# Is this new?



## Linguist (Nov 24, 2012)

This morning she told me she wants me to pay half her car payment because it's a family car, minivan? Huh

Am I being bias to think this is unreasonable and slightly ridiculous?

Couldn't I say that about our house she moved out of?


----------



## dormant (Apr 3, 2012)

IF she moved out and the car is NOT in your name.....No way!!!


----------



## NoWhere (Oct 2, 2012)

Yes that is ridiculous and not how it works. You may have to pay child support or in rare cases alimony, but not half her vehicle no matter what she uses it for.


----------



## Linguist (Nov 24, 2012)

Sometimes it's hard to see straight, I feel my emotions are being taken advantage in exchange for money

She complains about not having money but won't work any more than 3 nights waiting/bar tending, that she doesn't want to lose any time with our DD, which I appreciate but I'm fully willing to support her schedule, she gets mad hen I buy our DD clothes because she can't, etc etc 

I feel totally emotionally back mailed


----------



## HappyKaty (Nov 20, 2012)

Linguist said:


> I feel totally emotionally back mailed


That's because you are being emotionally abused.


----------



## Linguist (Nov 24, 2012)

Am I? 

It feels like it, she doesn't want me to judge her choice to wait tables instead of using her college degree, even thoug it will impact my CS, and she wants money from me, even though she can't afford her bills but won't work more.

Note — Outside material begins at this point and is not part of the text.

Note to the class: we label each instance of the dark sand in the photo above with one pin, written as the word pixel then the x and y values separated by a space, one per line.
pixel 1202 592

Am I missing something? Am I being unreasonable, I say if you need money work more, but she doesn't want to or says she can't

What's reasonable?


----------



## HappyKaty (Nov 20, 2012)

She's using every opportunity she can to guilt you.

But guess what...

She's not your problem, anymore.

She made that decision FOR YOU.


----------



## Linguist (Nov 24, 2012)

I was on top of it until I allowed my feelings to ntervene today

How do I combat guilt, I was doing spectacular until I reached out and tried to improve our communication and I get told this is all my fault, so i apologize, and then its all about she doesnt have money, she can't take DD any place, she can't afford this, and Shed rather be someone's maid and broke then get back together, and She is now gay but she tells me that has nothing to do with this, etc etc

My head wants explode, maybe it was easier for me when we weren't talking and I hadn't tried to improve our standing and communication


----------



## HappyKaty (Nov 20, 2012)

Are you in counseling?


----------



## Linguist (Nov 24, 2012)

Yes, he has been great, I've healed emotionally but today I got dragged back into fear and guilt

She is sooooo good at this


----------



## HappyKaty (Nov 20, 2012)

It only gets worse, the stronger you get.

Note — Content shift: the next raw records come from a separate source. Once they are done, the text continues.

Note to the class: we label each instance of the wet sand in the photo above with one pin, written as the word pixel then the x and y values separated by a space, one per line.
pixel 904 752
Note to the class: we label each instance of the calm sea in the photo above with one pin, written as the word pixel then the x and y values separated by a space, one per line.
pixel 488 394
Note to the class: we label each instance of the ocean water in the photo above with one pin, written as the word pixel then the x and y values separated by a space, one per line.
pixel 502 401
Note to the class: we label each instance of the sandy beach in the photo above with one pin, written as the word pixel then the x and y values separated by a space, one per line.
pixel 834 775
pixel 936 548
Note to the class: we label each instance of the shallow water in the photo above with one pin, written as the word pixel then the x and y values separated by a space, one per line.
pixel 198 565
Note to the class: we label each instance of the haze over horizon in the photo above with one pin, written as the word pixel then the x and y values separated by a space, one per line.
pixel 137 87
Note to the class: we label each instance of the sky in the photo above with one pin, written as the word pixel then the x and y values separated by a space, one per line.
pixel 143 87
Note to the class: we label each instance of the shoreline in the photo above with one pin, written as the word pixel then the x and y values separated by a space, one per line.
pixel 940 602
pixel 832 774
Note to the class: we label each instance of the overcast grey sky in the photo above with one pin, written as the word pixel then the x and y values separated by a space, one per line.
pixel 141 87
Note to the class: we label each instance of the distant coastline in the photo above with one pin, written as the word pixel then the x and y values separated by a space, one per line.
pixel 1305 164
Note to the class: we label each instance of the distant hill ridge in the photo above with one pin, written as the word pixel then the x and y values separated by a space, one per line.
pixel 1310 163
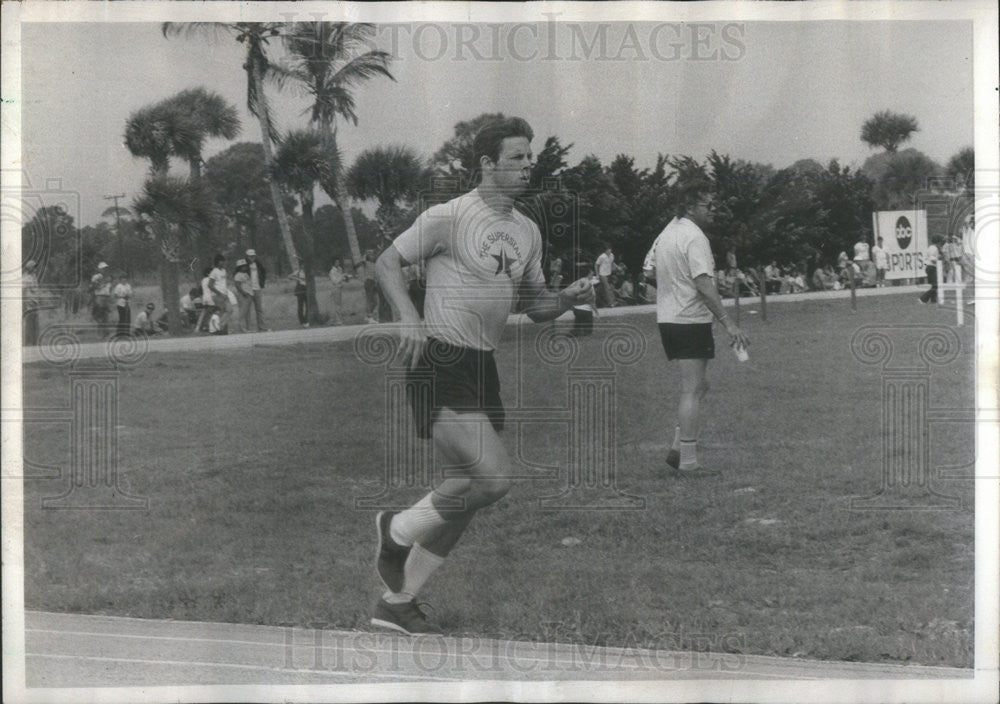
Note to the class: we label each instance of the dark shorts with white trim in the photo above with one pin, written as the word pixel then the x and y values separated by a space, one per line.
pixel 462 379
pixel 687 340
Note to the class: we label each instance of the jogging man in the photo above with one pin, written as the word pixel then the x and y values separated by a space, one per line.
pixel 686 300
pixel 480 256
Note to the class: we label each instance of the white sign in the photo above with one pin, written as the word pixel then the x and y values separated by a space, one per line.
pixel 904 238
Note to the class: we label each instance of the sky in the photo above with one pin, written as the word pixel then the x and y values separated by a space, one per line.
pixel 773 92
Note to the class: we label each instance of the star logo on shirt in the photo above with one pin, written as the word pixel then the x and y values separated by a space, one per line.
pixel 503 262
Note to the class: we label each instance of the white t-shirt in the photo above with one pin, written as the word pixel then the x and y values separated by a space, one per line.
pixel 254 277
pixel 122 292
pixel 102 287
pixel 206 293
pixel 880 257
pixel 475 260
pixel 604 264
pixel 679 255
pixel 218 275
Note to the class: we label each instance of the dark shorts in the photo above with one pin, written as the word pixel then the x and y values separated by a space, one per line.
pixel 687 340
pixel 458 378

You'll notice how much more prevalent her attacks become, over time.

The key is to keep your focus on you and your daughter.

She didn't have to make the decision she did, BUT...

She did.

Who cares how little money she has?

By the way, she knows she's soooooo good at it.

That's why she's doing it.


----------



## Linguist (Nov 24, 2012)

HappyKaty said:


> It only gets worse, the stronger you get.
> 
> You'll notice how much more prevalent her attacks become, over time.
> 
> ...



Well said


----------



## Too Little Too Late? (Sep 2, 2012)

Linguist said:


> Well said


Do not do anything that will make you feel like crap after you do it. Been there done that but no more. Mine did the exact same thing and I caved. been kicking myself in the ass ever since. Learn from my experience.


----------



## sadshane (Dec 4, 2012)

A big no on paying half her car payment. When she decided to leave she took on the responsibilities of her own life. The whole made her bed and lay in it to thing. When my wife wanted to do our trial separation, one thing I said was no selling of major property, both of our vehicles have payments, and hers was our all wheel drive, we live in a snowy climate. So I didn't want it sold in case we can reconsile


----------



## caladan (Nov 2, 2012)

Don't touch that car payment. It's her car, not yours if she doesn't want it, let her sell it and buy a personal car for herself.

It's not your problem.


----------